Belo e ar puro.

Muitos haverão de dar ênfase à vaia que o público, no Maracanã, ensaiou ao Presidente Lula. Se assim for, será ver a floresta e não ver a árvore. Ou ver a árvore e não ver a floresta. Nelson Rodrigues, na sua sabedoria ainda hoje decantada, prevenia-nos: “Brasileiro vaia até minuto de silêncio.” E assim é. Da mesma forma como brasileiro, apesar dessa penitência cíclica, se mantém acima de vicissitudes, de contingências, de tragédias pessoais e coletivas – como se nos fosse inevitável esse consciência de grande destino. O problema está nas amarras, que sempre existem, que se repetem, que adiam o presente para um futuro sempre distante, às vezes tão distante que chega o cansaço de esperá-lo.

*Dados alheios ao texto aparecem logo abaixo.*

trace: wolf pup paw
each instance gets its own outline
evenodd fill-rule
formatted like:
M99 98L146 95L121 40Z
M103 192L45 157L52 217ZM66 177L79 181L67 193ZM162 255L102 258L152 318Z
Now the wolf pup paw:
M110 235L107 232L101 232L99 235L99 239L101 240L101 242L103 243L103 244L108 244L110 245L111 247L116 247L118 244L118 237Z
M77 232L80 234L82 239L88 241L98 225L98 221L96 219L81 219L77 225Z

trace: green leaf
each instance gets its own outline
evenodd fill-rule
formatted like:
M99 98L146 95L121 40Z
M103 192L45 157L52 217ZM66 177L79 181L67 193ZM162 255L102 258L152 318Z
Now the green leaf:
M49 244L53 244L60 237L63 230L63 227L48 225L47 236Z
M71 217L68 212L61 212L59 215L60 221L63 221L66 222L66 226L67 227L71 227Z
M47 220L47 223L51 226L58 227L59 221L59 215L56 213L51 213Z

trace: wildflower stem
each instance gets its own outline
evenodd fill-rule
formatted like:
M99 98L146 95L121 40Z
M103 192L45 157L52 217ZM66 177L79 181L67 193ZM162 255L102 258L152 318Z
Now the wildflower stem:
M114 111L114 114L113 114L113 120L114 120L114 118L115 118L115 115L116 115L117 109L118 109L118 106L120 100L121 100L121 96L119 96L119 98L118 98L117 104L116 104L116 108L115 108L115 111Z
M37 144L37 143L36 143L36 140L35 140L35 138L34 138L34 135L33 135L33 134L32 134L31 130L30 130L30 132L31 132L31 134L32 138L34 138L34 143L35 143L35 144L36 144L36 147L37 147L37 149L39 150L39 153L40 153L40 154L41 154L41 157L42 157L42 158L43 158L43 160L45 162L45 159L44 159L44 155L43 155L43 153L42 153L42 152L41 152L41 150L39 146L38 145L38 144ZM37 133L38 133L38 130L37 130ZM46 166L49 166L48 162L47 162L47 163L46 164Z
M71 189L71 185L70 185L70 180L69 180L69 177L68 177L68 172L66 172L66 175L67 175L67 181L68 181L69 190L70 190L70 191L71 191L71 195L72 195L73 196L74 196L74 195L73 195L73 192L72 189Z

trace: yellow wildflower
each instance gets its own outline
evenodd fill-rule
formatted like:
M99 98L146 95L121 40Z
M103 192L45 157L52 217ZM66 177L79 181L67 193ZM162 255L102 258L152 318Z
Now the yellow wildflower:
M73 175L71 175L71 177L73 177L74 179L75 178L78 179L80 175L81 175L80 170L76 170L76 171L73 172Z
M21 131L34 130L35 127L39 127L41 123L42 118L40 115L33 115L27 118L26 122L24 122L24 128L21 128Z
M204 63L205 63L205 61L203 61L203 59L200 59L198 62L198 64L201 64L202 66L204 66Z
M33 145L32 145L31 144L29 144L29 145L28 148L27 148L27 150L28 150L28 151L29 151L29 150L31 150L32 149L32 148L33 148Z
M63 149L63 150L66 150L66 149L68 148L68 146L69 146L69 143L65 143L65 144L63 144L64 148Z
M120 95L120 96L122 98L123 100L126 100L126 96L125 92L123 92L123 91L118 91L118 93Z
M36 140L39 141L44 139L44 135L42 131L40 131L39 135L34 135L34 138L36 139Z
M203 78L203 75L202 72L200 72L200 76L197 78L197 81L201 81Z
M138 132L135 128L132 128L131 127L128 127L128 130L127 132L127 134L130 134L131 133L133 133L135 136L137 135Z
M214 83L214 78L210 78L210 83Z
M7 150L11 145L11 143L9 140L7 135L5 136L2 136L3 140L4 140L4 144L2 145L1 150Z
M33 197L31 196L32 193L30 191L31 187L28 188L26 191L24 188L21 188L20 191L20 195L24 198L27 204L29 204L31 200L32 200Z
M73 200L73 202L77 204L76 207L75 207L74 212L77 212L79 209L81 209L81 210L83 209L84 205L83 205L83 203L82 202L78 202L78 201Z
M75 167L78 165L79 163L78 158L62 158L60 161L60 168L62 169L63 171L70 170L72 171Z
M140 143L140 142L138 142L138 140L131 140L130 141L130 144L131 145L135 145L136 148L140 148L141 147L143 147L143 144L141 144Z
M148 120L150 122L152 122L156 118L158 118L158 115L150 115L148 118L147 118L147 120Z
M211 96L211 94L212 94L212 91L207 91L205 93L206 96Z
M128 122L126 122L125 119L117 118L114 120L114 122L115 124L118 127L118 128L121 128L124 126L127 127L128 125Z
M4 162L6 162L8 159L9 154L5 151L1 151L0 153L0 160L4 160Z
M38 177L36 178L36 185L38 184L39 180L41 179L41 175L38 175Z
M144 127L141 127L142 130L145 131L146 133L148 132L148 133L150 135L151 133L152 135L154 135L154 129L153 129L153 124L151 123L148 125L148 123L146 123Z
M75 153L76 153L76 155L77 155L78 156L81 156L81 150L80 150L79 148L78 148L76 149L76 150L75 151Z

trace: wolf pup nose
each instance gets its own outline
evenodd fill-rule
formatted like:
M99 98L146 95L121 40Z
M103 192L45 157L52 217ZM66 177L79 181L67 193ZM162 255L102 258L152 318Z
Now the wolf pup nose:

Nem Lula e nem seus principais assessores, ao que parece, tiveram um mínimo de sensibilidade para apreender, para compreender, para perceber a admirável dimensão lúdica da alma brasileira. Se a vida, na mais dura realidade, é um jogo, a vida do brasileiro são muitos jogos ao mesmo tempo. E, por isso, talvez, tenhamos tantos deuses reunidos num só, no sincretismo de nossa riqueza religiosa que se estende ao cultural como um todo. No Maracanã, à abertura dos jogos Pan-Americanos – e, sintomaticamente, quase à sombra do Cristo Redentor, transformado em uma das Sétimas Maravilhas do Mundo – tivemos uma réplica poderosa do Olimpo grego: todos os deuses reunidos. E manifestando-se. E devolvendo, ao brasileiro, o maior de todos os tesouros da vida, ultimamente esquecido ou apagado: a beleza. O belo salvará o mundo, foi uma das heranças deixadas na obra dostoievskiana.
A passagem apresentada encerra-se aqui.